In a world of increasingly powerful data analytics, security researchers continue to develop new uses for artificial intelligence (AI) and machine learning (ML). In security, predictive analytics offer insight into how a company should prioritize its activities. With more vulnerabilities detected daily, vulnerability management teams become overwhelmed, unable to patch or remediate everything all at once.
By predicting which vulnerabilities threat actors are most likely to exploit, security teams can prioritize their remediation activities, focusing on vulnerabilities that potentially have the most impact. As researchers refine their use of predictive analytics, they fill in gaps created by those who came before them.
In “Threat Class Predictor: An explainable framework for predicting vulnerability threat using topic and trend modeling,” François Labrèche and Serge-Olivier Paquette train a natural language processing (NLP) model on a robust dataset, then leverage clear & dark web social media to predict exploitability.
The researchers accessed Flare’s API to observe cybercriminal activities on the clear & dark web for their research.
Keep reading for the highlights and make sure to read Threat Class Predictor: An explainable framework for predicting vulnerability Threat using topic and trend modeling to learn more about the research.
Limitations of the Previous Research: Class Imbalance and Lack of Interpretability
Researchers have attempted to predict the vulnerabilities threat actors will most likely exploit over the years. Some examples of this research include:
- Using neural networks trained on the National Vulnerability Database (NVD) and exploit database data
- Combining NLP models with Twitter posts
- Analyzing spam lists and patching activities to determine whether these adequately responded to real-world vulnerability exploits.
While useful, much of the previous research had issues with their datasets that led to class imbalance (defined as an unequal distribution of classes, which can lead to bias in the model), ultimately undermining the analytics models’ validity and practicality.

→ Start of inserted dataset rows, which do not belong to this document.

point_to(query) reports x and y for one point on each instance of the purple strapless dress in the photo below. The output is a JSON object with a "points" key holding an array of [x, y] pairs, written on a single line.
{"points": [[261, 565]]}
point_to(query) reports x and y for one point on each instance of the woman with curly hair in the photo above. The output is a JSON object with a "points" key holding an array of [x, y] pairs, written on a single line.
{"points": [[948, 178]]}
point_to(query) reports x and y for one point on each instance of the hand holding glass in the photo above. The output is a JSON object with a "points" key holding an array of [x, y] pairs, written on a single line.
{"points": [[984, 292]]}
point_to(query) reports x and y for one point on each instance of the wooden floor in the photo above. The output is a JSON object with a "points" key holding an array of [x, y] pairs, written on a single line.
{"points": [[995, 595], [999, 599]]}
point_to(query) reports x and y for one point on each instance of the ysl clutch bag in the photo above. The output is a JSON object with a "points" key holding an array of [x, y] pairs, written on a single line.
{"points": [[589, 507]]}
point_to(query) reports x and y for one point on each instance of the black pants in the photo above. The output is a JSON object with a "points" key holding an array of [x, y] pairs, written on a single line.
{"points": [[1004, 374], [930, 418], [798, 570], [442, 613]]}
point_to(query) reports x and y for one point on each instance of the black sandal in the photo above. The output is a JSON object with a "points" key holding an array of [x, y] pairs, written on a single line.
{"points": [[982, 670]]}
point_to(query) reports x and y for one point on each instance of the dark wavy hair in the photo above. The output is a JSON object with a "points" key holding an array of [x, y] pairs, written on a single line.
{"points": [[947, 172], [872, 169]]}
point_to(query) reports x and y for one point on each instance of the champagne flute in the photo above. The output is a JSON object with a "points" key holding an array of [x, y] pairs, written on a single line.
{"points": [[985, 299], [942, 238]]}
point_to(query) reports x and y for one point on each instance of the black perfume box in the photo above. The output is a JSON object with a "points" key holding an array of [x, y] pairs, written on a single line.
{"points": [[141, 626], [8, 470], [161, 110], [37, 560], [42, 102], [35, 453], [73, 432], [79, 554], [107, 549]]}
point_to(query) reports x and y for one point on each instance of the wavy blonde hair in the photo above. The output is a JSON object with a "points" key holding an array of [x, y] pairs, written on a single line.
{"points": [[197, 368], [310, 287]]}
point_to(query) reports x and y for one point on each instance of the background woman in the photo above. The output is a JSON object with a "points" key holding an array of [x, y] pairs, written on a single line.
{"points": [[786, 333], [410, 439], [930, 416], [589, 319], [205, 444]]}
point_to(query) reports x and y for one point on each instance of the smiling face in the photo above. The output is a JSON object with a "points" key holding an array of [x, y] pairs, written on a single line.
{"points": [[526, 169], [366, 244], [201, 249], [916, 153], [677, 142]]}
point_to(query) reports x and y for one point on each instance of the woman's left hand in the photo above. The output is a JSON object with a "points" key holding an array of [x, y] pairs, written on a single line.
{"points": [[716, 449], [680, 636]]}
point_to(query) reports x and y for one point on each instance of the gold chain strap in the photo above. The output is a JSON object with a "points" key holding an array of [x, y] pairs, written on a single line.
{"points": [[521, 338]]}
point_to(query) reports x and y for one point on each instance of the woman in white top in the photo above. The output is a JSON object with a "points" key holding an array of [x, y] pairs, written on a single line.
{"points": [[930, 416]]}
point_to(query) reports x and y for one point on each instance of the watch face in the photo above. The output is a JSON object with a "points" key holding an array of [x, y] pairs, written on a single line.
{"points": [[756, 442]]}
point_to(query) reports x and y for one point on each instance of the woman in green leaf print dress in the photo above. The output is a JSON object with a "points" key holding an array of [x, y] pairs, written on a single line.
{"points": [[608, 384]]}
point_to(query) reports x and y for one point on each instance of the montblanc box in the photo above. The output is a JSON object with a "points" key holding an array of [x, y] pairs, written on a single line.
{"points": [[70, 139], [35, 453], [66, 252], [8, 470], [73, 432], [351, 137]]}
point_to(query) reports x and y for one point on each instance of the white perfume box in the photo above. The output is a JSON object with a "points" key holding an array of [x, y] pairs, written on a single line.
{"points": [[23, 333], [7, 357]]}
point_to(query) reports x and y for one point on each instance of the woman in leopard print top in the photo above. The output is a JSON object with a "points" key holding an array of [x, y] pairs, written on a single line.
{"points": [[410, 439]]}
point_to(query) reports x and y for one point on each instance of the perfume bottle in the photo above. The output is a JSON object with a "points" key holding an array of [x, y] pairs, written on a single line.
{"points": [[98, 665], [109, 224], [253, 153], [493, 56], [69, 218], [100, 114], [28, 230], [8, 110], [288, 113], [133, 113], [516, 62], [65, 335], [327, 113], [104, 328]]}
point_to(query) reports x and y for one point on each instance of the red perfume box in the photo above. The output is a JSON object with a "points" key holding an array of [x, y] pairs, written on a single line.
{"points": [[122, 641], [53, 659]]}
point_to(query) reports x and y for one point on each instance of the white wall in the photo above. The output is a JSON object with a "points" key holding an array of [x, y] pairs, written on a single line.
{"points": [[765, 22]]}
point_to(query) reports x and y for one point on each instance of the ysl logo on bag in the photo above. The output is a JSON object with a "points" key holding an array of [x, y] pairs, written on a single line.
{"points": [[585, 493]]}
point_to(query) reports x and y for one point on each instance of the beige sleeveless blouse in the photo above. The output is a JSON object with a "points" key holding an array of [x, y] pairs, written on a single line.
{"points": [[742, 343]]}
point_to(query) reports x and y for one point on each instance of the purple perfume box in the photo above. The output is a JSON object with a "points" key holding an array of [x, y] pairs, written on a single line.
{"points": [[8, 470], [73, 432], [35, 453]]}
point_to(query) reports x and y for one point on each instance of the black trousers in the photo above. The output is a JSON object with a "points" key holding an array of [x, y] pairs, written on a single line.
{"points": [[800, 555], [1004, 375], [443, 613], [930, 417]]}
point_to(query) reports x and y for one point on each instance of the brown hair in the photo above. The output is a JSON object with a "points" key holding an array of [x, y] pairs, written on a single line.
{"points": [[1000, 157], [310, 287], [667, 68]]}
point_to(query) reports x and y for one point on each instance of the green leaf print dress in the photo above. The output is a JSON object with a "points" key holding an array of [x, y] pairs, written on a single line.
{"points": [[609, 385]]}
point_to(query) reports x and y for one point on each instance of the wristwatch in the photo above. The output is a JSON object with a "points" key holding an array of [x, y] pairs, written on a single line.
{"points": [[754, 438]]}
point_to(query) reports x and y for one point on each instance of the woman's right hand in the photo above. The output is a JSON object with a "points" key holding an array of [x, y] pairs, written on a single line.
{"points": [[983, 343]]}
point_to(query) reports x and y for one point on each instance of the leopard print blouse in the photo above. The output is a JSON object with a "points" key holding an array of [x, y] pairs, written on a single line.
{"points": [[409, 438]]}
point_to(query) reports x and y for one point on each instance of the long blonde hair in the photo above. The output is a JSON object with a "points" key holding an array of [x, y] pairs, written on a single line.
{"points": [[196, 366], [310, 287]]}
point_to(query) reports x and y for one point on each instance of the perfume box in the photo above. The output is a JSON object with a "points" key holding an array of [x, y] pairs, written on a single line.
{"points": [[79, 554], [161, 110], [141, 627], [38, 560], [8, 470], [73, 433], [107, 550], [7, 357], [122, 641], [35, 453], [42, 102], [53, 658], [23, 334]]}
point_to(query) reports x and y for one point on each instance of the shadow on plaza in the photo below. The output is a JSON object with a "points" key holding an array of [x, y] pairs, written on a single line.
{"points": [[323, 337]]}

To understand class imbalance, you can think of the datasets used as a table. In the chart below, the hypothetical researchers built a model around response to color saturation:
Colors | Saturation | Scores |
Blue | Light | Good |
Pink | Medium | Poor |
Green | Dark | Excellent |
Purple | Medium | Poor |
Yellow | Medium | Poor |
In the Scores column, the Poor responses far outweigh the Good or Excellent. In data analytics, this is called a “class-imbalanced dataset” because one type of outcome far outweighs the others.
When this happens, the dataset size needs to be adjusted. In the above chart, the dataset lacks too few Good and Excellent classes. Simultaneously, it only contains one Light Saturation and one Dark Saturation data point. Researchers might want to adjust their dataset by adding more variety of data points, like Light Green or Dark Blue.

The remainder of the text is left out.